Neuroscientists Can Now Design False Memories and Plant Them Into Animal Brains
Jake Anderson, The Mind Unleashed
Waking Times
Scientists have known for some time that specific circuits in the brain react to experiences and encode those same experiences into our minds as memories. These memories are central to our identity and the narrative we construct about ourselves and the world around us.
In past experiments, neuroscientists have been able to partially transfer memories between rodents but they have never wholesale manufactured false memories—until now.
A recent study, the results of which were published in the journal Nature with the provocative title Memory formation in the absence of experience, has demonstrated for the first time the complex and stunning process by which memories can be generated inside the minds of animals and retained just as cohesively in everyday experience as natural memories.
It’s a huge discovery in the still-nascent scientific industry of “memory manipulation,” which aims to assist patients with conditions like Alzheimers and PTSD.
The paper’s abstract postulates that “memory is coded by patterns of neural activity in distinct circuits. Therefore, it should be possible to reverse engineer a memory by artificially creating these patterns of activity in the absence of a sensory experience.”
Scientists proved this hypothesis by essentially reverse engineered a memory and then exporting it. Specifically, a natural memory was created in the mind of a mouse.
In this case, it was the memory of a foot shock which was associated with an odor, the smell of cherry blossoms. The mouse learned it could avoid the shock (and the smell of cherry blossoms) by circumnavigating its direction to an adjacent chamber that triggered another odor, the smell of caraway.
The next phase of the experiment involved identifying how those scents affect the brain and manipulating that mechanism. According to the researchers, caraway originates from the chemical carvone and cherry blossom from acetophenone. Acetophenone triggers an olfactory sensory nerve cell receptor which creates a memory of the smell.

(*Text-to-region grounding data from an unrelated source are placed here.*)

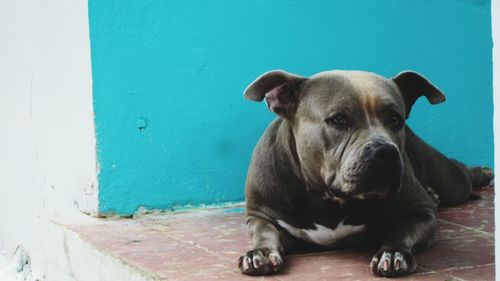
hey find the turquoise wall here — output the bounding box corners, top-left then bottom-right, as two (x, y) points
(88, 0), (493, 215)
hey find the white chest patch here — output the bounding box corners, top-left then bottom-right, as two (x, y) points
(277, 219), (365, 246)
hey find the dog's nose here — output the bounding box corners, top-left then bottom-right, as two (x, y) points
(370, 144), (399, 163)
(358, 142), (402, 196)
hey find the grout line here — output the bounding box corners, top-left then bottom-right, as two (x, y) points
(135, 220), (234, 263)
(434, 263), (495, 276)
(414, 263), (494, 280)
(439, 262), (495, 272)
(437, 218), (494, 237)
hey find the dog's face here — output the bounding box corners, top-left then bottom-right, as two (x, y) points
(245, 70), (445, 200)
(293, 71), (406, 199)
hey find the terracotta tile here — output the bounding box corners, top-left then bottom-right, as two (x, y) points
(142, 212), (251, 262)
(435, 219), (485, 240)
(69, 220), (275, 281)
(436, 187), (494, 234)
(61, 186), (494, 280)
(367, 271), (458, 281)
(438, 208), (494, 234)
(277, 250), (374, 281)
(417, 235), (494, 271)
(444, 264), (495, 281)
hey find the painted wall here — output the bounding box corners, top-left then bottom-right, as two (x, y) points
(0, 0), (98, 279)
(88, 0), (493, 215)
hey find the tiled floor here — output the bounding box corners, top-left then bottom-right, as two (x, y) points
(65, 187), (494, 281)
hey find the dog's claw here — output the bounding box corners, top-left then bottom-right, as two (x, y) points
(252, 255), (262, 269)
(269, 253), (280, 267)
(425, 186), (441, 206)
(383, 257), (389, 271)
(238, 248), (283, 275)
(394, 251), (404, 272)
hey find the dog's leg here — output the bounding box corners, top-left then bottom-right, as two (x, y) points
(434, 160), (494, 205)
(238, 216), (285, 275)
(406, 127), (493, 206)
(458, 162), (494, 188)
(370, 209), (436, 277)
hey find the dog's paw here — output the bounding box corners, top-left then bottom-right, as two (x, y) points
(470, 166), (494, 188)
(238, 248), (283, 275)
(370, 249), (416, 277)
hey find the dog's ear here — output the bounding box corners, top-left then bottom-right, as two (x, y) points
(244, 70), (307, 119)
(392, 71), (446, 119)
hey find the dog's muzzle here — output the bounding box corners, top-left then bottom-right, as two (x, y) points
(359, 142), (403, 196)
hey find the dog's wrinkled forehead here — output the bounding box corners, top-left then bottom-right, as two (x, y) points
(298, 71), (405, 118)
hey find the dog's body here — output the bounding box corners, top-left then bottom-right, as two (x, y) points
(238, 70), (493, 277)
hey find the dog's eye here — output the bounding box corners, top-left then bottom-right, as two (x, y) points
(325, 114), (348, 128)
(389, 114), (404, 130)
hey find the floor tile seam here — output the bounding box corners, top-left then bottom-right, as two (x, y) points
(437, 206), (493, 215)
(131, 222), (280, 281)
(137, 220), (238, 264)
(435, 233), (494, 242)
(415, 263), (495, 281)
(437, 218), (494, 237)
(430, 263), (494, 273)
(438, 263), (495, 281)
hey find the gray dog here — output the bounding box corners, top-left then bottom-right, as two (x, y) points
(238, 69), (493, 277)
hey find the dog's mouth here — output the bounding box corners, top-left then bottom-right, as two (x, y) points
(324, 160), (403, 202)
(325, 182), (401, 202)
(324, 187), (351, 200)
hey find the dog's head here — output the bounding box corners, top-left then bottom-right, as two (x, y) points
(244, 70), (445, 200)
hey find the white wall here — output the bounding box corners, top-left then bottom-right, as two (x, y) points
(0, 0), (98, 279)
(493, 0), (500, 279)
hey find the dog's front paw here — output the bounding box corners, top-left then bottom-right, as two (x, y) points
(370, 249), (416, 277)
(238, 248), (283, 275)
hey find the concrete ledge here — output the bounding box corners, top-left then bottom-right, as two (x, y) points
(53, 221), (155, 281)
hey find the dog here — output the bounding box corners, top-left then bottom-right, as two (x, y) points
(238, 69), (493, 277)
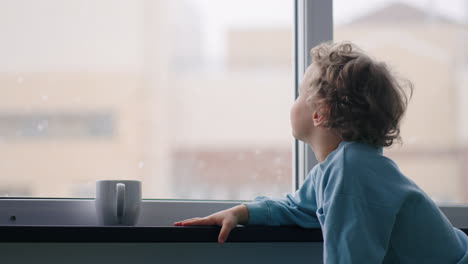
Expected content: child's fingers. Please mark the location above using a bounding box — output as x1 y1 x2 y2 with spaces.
174 217 213 226
174 218 201 226
218 220 235 244
173 217 199 226
183 217 213 225
174 217 200 224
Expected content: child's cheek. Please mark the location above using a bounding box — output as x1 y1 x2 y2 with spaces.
290 101 305 139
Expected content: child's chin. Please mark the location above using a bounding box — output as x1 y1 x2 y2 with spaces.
291 131 300 140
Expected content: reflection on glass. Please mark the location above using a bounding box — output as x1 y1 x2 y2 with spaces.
0 0 293 199
334 0 468 204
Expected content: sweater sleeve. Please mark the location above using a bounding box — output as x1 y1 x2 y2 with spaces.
320 193 396 263
243 171 321 228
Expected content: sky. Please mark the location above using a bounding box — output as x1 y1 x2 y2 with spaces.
334 0 467 24
190 0 467 60
192 0 468 26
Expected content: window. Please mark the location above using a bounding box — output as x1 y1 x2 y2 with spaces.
0 0 466 227
334 0 468 205
1 0 294 200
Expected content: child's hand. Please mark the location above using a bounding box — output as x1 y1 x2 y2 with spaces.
173 204 249 244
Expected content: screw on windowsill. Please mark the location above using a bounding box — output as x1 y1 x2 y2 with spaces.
10 215 16 222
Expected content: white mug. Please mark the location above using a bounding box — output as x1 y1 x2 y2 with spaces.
95 180 142 226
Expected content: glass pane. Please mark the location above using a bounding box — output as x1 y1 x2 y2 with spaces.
334 0 468 204
0 0 294 199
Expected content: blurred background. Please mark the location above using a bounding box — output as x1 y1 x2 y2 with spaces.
0 0 467 204
334 0 468 204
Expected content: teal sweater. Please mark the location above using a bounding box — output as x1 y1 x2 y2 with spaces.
245 141 468 263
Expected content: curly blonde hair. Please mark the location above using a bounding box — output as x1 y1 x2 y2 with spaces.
308 41 413 147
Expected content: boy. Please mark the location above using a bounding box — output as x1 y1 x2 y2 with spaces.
174 42 468 263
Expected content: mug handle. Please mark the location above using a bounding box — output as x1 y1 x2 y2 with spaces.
116 183 126 224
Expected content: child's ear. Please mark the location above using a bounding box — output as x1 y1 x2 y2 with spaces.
312 105 329 127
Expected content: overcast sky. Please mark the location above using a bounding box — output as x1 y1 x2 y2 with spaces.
334 0 467 24
192 0 467 26
191 0 467 60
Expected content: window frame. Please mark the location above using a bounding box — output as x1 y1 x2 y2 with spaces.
0 0 467 227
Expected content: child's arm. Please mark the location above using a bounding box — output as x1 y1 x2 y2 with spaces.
320 193 395 263
245 170 321 227
174 170 320 243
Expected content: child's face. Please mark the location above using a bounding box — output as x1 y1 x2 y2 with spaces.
290 64 323 141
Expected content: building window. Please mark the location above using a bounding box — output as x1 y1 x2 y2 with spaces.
0 112 115 140
1 0 294 200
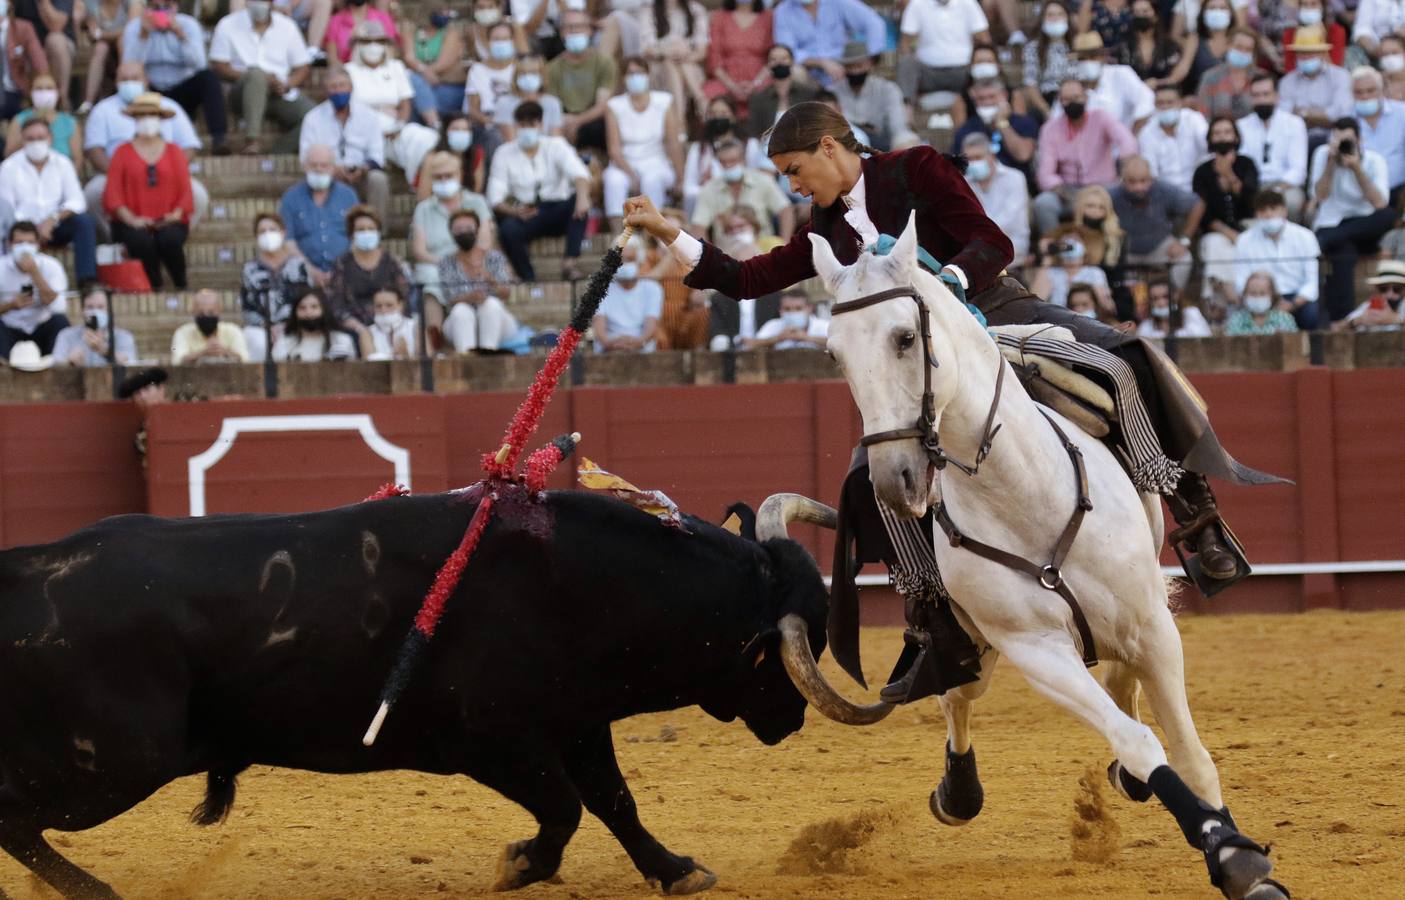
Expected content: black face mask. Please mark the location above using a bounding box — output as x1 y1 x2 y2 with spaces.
454 230 478 251
846 72 868 90
195 314 219 337
1083 215 1105 228
770 63 791 80
704 117 732 139
1131 15 1155 30
1253 103 1275 120
1064 101 1086 120
1210 140 1238 155
297 317 322 331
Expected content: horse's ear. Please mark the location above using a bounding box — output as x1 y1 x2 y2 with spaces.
889 211 920 277
809 232 844 291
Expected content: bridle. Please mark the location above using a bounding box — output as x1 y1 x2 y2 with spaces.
829 286 1004 477
828 283 1098 667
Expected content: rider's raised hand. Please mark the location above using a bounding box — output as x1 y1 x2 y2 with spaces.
623 195 680 245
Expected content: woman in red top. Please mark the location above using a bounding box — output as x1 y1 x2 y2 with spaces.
703 0 774 114
102 92 194 290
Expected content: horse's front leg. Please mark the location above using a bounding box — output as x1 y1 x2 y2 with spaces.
931 649 998 826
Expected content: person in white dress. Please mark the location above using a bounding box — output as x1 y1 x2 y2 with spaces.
465 20 519 159
343 20 439 183
366 286 419 359
603 56 684 231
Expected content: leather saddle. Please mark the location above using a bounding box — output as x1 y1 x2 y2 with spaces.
989 324 1116 439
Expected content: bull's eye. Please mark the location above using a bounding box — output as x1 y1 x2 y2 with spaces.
895 331 916 352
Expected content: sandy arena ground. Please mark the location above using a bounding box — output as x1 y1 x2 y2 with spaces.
6 610 1404 899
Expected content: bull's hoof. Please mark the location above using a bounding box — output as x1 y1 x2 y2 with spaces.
929 742 983 826
1107 760 1153 803
649 863 717 895
1217 846 1284 900
491 840 562 892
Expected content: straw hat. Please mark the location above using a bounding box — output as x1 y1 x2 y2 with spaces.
123 92 175 119
1286 26 1331 52
1365 260 1405 286
1072 32 1106 58
7 341 53 372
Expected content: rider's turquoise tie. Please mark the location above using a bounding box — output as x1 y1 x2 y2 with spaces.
873 234 988 328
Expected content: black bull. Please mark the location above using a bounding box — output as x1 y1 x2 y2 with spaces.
0 489 830 898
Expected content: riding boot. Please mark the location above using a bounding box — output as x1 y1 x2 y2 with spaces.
1166 472 1240 582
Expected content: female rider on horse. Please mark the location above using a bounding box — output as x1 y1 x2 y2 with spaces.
623 102 1274 599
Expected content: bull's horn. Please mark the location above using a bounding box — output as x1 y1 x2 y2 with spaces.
756 493 837 541
778 614 893 726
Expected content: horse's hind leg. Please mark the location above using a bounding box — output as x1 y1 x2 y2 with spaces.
998 631 1285 900
0 793 119 899
931 651 999 826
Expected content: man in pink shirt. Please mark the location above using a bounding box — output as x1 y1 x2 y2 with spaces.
1033 78 1138 235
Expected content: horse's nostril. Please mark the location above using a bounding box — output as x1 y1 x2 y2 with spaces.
901 468 915 494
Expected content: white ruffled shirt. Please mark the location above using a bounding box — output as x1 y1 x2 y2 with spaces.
666 173 967 291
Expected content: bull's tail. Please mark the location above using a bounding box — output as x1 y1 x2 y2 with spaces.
189 767 241 826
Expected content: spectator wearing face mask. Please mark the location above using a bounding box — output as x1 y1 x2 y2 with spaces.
345 21 441 186
1181 0 1240 91
81 0 134 115
4 74 80 161
1311 117 1393 321
1279 0 1345 70
494 54 562 141
209 0 314 154
432 112 487 196
280 144 359 282
702 0 773 117
411 151 495 290
1278 27 1352 145
172 289 250 364
0 220 68 358
951 79 1037 182
1031 232 1116 311
486 101 592 282
1342 259 1405 328
241 211 311 361
683 97 768 214
1232 189 1320 329
1352 67 1405 205
1352 0 1405 58
467 0 528 60
1379 35 1405 101
689 139 794 245
102 92 194 290
404 9 468 120
1065 283 1107 321
431 209 521 354
300 69 390 225
1235 73 1308 221
1189 116 1258 300
1111 155 1200 291
82 63 207 240
53 285 136 366
771 0 885 89
745 289 827 349
271 288 356 361
465 20 518 154
1033 78 1138 237
0 118 97 284
744 44 818 138
325 0 398 64
604 56 684 232
0 0 49 123
366 286 418 359
327 205 411 354
593 243 661 352
1118 0 1190 90
1137 279 1213 338
547 10 616 154
896 0 989 104
1068 31 1155 129
120 0 230 155
1022 0 1075 119
833 41 917 151
1139 85 1208 193
1196 26 1261 120
1223 270 1300 334
961 132 1031 265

Scientists used optogenetics—a complex process of using light-sensitive proteins and implanted optic fibers to manually stimulate certain neurons—to train the mice to associate the electrical foot shock with optogenetic light. This corroborated the belief that they didn’t need to actually experience the odor to identify an association between the foot shock and the smell. That connection could be manually created.
To complete the artificially infused memory though, scientists had to go one step further and simulate the foot shock aversion too, which they did by using a virus to embed light-sensitive proteins into the ventral tegmental area (VTA) of the nerve pathways.
This, according to Scientific American author, Robert Marcone, meant, “The animals recalled the artificial memory, responding to an odor they had never encountered by avoiding a shock they had never received.”
In summation, scientists reverse engineered a memory in mouse #1 to learn the blueprint of brain circuits that created the specific memory; then they used light to “hack” brain circuits and artificially implanted that memory into mouse #2. Mouse #2 acted as if he directly recalled the foot shocks associated with smelling cherry blossoms even though he had experienced neither the foot shocks nor the scent of cherry blossoms. Scientists engineered that memory into his little mind.
The big question is whether this is possible in the significantly more complex human mind and, if so, is it ethical for scientists to tamper with human memory?
As with most major scientific advancements, the field of memory manipulation carries both great promise and great peril, existential risk and reward, that must be carefully considered and counter-balanced. Treatment of diseases like Alzheimers and other conditions like PTSD from rape or war trauma, or other mental illnesses, is incredibly tempting.
However, if the technology is wielded nefariously by corporations or governments, it could warp our reality into something beyond horrifying—something we don’t even remember.